The Precipice

I just finished another good book. Tony Orb takes us to the precipice in a new book that explores existential risk. He looks at natural risks like asteroids, comets, supervolcanic eruptions, stellar explosions, brightening of our sun, and orbital dynamics. He then explores those risks stemming from human activity (anthropogenic). These include nuclear weapons, climate change, environmental damage, pandemics, unaligned artificial intelligence, nanotechnology, biotechnology, and back contamination (from space microbes). The remainder of the book focuses on quantifying risks and safeguarding humanity. I highly recommend the book for those looking well into the future and focused on humanity. I have added the book to my library. Here is the Amazon abstract.

AMAZON ABSTRACT

This urgent and eye-opening book makes the case that protecting humanity’s future is the central challenge of our time.

If all goes well, human history is just beginning. Our species could survive for billions of years – enough time to end disease, poverty, and injustice, and to flourish in ways unimaginable today. But this vast future is at risk. With the advent of nuclear weapons, humanity entered a new age, where we face existential catastrophes – those from which we could never come back. Since then, these dangers have only multiplied, from climate change to engineered pathogens and artificial intelligence. If we do not act fast to reach a place of safety, it will soon be too late.

Drawing on over a decade of research, The Precipice explores the cutting-edge science behind the risks we face. It puts them in the context of the greater story of humanity: showing how ending these risks is among the most pressing moral issues of our time. And it points the way forward, to the actions and strategies that can safeguard humanity.
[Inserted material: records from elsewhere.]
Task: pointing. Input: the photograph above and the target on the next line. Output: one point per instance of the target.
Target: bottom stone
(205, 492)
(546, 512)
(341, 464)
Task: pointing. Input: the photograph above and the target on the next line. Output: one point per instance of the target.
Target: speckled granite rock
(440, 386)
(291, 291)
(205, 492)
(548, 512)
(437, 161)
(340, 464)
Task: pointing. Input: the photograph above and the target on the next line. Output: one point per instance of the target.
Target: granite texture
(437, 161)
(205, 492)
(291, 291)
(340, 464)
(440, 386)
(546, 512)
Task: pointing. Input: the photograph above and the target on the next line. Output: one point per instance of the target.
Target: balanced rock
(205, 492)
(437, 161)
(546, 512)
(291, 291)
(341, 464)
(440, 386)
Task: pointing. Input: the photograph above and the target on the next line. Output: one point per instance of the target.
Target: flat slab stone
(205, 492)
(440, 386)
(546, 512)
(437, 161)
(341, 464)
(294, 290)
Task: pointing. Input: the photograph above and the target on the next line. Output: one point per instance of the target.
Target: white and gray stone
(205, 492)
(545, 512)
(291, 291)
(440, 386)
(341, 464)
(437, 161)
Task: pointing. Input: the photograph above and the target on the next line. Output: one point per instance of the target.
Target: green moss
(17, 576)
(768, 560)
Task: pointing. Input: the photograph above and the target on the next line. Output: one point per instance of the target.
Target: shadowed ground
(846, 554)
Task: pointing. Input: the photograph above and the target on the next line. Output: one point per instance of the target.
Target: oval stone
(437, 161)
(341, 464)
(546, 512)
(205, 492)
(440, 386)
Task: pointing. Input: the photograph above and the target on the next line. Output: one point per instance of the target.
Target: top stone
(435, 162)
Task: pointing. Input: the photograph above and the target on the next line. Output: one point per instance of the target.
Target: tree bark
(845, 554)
An Oxford philosopher committed to putting ideas into action, Toby Ord has advised the US National Intelligence Council, the UK Prime Minister’s Office, and the World Bank on the biggest questions facing humanity. In The Precipice, he offers a startling reassessment of human history, the future we are failing to protect, and the steps we must take to ensure that our generation is not the last.

2 thoughts on “The Precipice

  1. All never goes well. I share the hope for the future, and agree that, ” If we do not act fast to reach a place of safety, it will soon be too late.” I despair about humans ability to shift from protecting us against other humans to protecting us against the existential risks in the universe or even protecting us against ourselves. Our history has always been about identifying “the other” as a group of humans and protecting ourselves against them (or attacking them to gain resources).

    I hope books like this put the existential risks “in the context of the greater story of humanity: showing how ending these risks is among the most pressing moral issues of our time.” At least we have a guide that “points the way forward, to the actions and strategies that can safeguard humanity.”

    I hold out some hope that shifting the the “creation economy” soon will help change the outlook of most humans with the reduction or elimination of scarcity and allows us to focus on the larger challenges and risks. Our history does not make this encouraging.